CASA QUE SOU

Algumas palavras e sensações parecem nos perseguir. Insistem em aparecer, fazer parte de um momento, de uma idéia... Sugerindo hora libertação, hora clausura. Aconchego ou desassossego...

“Casa” é a minha palavra insistente.

Penso que cada miudeza, qualquer pedacinho de idéia que se configura em palavra, de alguma maneira se reporta a minha morada. Quero entrar na casa, ajeitar as coisas ou apenas me acomodar. Abrir janelas num devaneio claustrofóbico, deixar a luz entrar. Destrancar o sótão para libertar fantasmas. Explorar cada recôndito da casa, sentir-me inteira dela, nela, ela.

Toda morada precisa de faxina vez por outra.

Algum canto, simplesmente finjo ignorar e isso é ruim, porque um dia, lá estou, cara a cara a enfrentá-lo, a revelia do meu querer ou da minha coragem. Frente a frente para explorá-lo, senti-lo ou consertá-lo caso seja este o motivo do abandono. Canto com rachaduras, ranhuras, tinta desbotada, telhado avariado, poeira acumulada.

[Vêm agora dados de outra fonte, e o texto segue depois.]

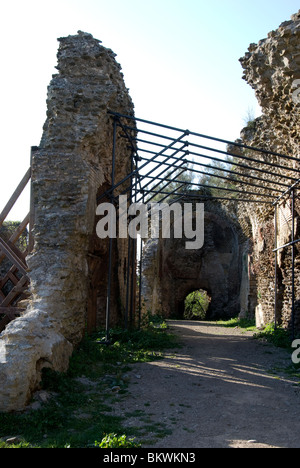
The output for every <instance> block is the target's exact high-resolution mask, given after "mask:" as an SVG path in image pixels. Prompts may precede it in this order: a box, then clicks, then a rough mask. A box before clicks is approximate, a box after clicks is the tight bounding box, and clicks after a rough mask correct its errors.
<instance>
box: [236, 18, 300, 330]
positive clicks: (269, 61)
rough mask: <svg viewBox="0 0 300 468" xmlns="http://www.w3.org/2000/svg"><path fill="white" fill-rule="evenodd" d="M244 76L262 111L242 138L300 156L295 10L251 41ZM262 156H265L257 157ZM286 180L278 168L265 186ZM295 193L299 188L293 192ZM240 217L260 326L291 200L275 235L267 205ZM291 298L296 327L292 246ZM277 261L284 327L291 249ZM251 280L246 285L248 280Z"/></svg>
mask: <svg viewBox="0 0 300 468" xmlns="http://www.w3.org/2000/svg"><path fill="white" fill-rule="evenodd" d="M240 61H241V64H242V67H243V69H244V79H245V80H246V81H247V82H248V83H249V84H250V86H252V88H253V89H254V90H255V93H256V96H257V99H258V101H259V103H260V105H261V107H262V111H263V114H262V116H261V117H259V118H258V119H256V120H255V121H254V122H252V124H251V125H250V126H249V127H248V128H245V129H244V130H243V132H242V134H241V139H242V142H244V143H246V144H249V145H252V146H255V147H258V148H264V149H268V150H270V151H273V152H278V153H281V154H285V155H288V156H293V157H295V158H296V159H298V158H299V157H300V150H299V148H300V146H299V145H300V81H299V79H300V12H298V13H297V14H295V15H293V16H292V18H291V20H290V21H286V22H284V23H282V24H281V25H280V27H279V28H278V29H277V30H275V31H272V32H270V33H269V35H268V37H267V38H266V39H263V40H261V41H260V42H259V43H258V44H251V45H250V47H249V50H248V52H247V53H246V55H245V56H244V57H243V58H242V59H240ZM260 157H261V159H262V160H264V158H265V156H263V155H261V156H260ZM266 160H267V161H268V162H273V163H277V164H283V165H285V166H287V167H289V168H297V169H300V165H299V163H298V161H297V160H289V161H288V160H282V159H280V158H277V157H275V156H274V157H270V156H269V157H268V158H267V159H266ZM284 172H285V173H286V174H287V177H286V179H285V180H283V179H280V177H279V176H278V174H282V173H283V171H282V170H280V169H278V168H275V167H274V175H273V176H268V178H269V179H270V183H265V187H269V188H274V182H278V181H284V182H285V183H287V184H288V185H291V184H292V183H293V182H294V180H293V179H292V178H294V179H296V180H297V179H298V178H299V173H297V172H293V171H291V170H287V171H284ZM296 195H299V190H297V191H296ZM299 214H300V205H299V200H298V199H296V201H295V230H294V236H295V238H299V234H300V229H299ZM239 219H240V222H241V224H243V225H244V227H245V231H248V235H249V237H250V239H251V241H250V244H249V249H248V256H249V270H248V271H249V275H248V279H249V284H248V286H249V294H248V308H249V311H250V312H253V311H254V310H253V309H255V312H256V318H257V324H258V325H265V324H266V323H268V322H272V321H274V316H275V309H274V302H275V301H274V297H275V294H274V284H275V282H274V280H275V275H274V272H275V267H274V264H275V260H274V253H273V249H274V247H275V238H276V242H277V246H281V245H284V244H285V243H288V242H290V241H291V237H292V236H291V231H292V221H291V220H292V212H291V199H290V197H288V198H286V199H285V201H284V203H281V204H280V205H279V207H278V216H277V232H276V237H275V223H274V208H273V207H271V208H270V207H269V206H267V205H265V206H264V205H253V204H251V205H250V204H243V205H241V206H240V210H239ZM295 250H296V270H295V296H296V317H295V324H296V327H297V328H298V329H299V328H300V308H299V299H300V283H299V278H300V275H299V273H300V272H299V263H298V258H299V249H298V247H296V249H295ZM277 257H278V258H277V262H278V294H277V310H276V318H277V320H278V321H279V322H281V323H283V325H284V326H290V325H291V297H292V296H291V290H292V276H291V248H287V249H284V250H281V251H280V252H279V253H278V256H277ZM250 283H251V284H250Z"/></svg>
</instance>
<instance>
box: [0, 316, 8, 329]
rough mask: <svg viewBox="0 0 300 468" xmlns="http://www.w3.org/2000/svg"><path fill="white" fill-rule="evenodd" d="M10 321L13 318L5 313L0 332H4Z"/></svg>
mask: <svg viewBox="0 0 300 468" xmlns="http://www.w3.org/2000/svg"><path fill="white" fill-rule="evenodd" d="M9 322H11V320H10V319H9V318H8V317H7V315H5V316H4V317H3V318H2V319H1V320H0V333H1V332H3V330H4V329H5V327H6V325H8V324H9Z"/></svg>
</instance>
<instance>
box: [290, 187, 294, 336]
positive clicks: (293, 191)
mask: <svg viewBox="0 0 300 468" xmlns="http://www.w3.org/2000/svg"><path fill="white" fill-rule="evenodd" d="M291 195H292V239H291V241H292V339H293V340H294V338H295V244H294V240H295V191H294V189H293V190H292V194H291Z"/></svg>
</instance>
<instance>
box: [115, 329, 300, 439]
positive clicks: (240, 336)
mask: <svg viewBox="0 0 300 468" xmlns="http://www.w3.org/2000/svg"><path fill="white" fill-rule="evenodd" d="M169 325H170V327H171V329H172V330H173V331H174V332H175V333H176V334H178V335H179V336H180V338H181V340H182V343H183V347H182V348H180V349H178V350H175V352H174V351H171V352H170V353H169V354H167V356H166V358H165V359H164V360H161V361H156V362H152V363H149V364H137V365H135V366H134V369H133V370H132V371H131V372H130V373H129V375H130V384H129V392H130V393H129V395H127V396H126V398H125V399H124V400H122V401H120V402H119V403H117V404H116V406H115V409H114V411H116V413H121V414H125V413H126V414H127V415H128V420H127V421H128V426H129V427H130V426H138V425H139V426H141V424H144V425H145V427H148V431H150V432H148V433H147V439H148V440H151V435H152V434H151V424H152V427H155V428H156V429H157V428H158V427H161V430H162V437H163V438H161V439H157V438H155V437H154V439H153V441H152V442H151V441H150V442H148V447H161V448H202V447H205V448H223V447H232V448H258V447H260V448H269V447H270V448H274V447H278V448H281V447H282V448H299V447H300V436H299V430H300V386H298V385H297V382H298V381H299V380H300V378H298V379H297V378H293V377H290V376H289V375H288V374H287V373H286V372H283V371H281V370H280V369H286V368H287V367H288V366H289V365H290V364H291V358H290V355H289V353H287V352H286V351H285V350H281V349H278V348H275V347H273V346H272V345H270V344H267V343H262V342H259V341H257V340H253V339H252V338H251V337H252V333H250V332H246V333H242V332H241V330H239V329H230V328H224V327H220V326H216V325H215V324H213V323H210V322H189V321H174V322H169ZM274 371H275V372H276V374H274ZM171 431H172V433H171ZM153 433H154V434H156V435H157V432H156V431H153Z"/></svg>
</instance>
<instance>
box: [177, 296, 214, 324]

Esta casa alegórica, capaz de capturar e medir meu humor, minha auto-satisfação, comiseração... É toda “olhar”. Olhar que lanço em mim, para dentro de mim. Idéia que tenho e desenho do lado de fora.

A casa é meu ponto de partida e é também minha chegada. É meu ponto de encontro. Um tanto me aprisiona, outro tanto me aponta caminhos para a alforria.

Na minha casa recebo afetos, anjos, carícias, forças... Da minha casa expulso demônios, correntes, barulhos...

Casa minha, casa vizinha, sobradinho, casario, cabana, castelo. Quintal, pomar, jardim, cozinha, quarto, noite, dia... Casa... Que tanto mostra de mim esta casa?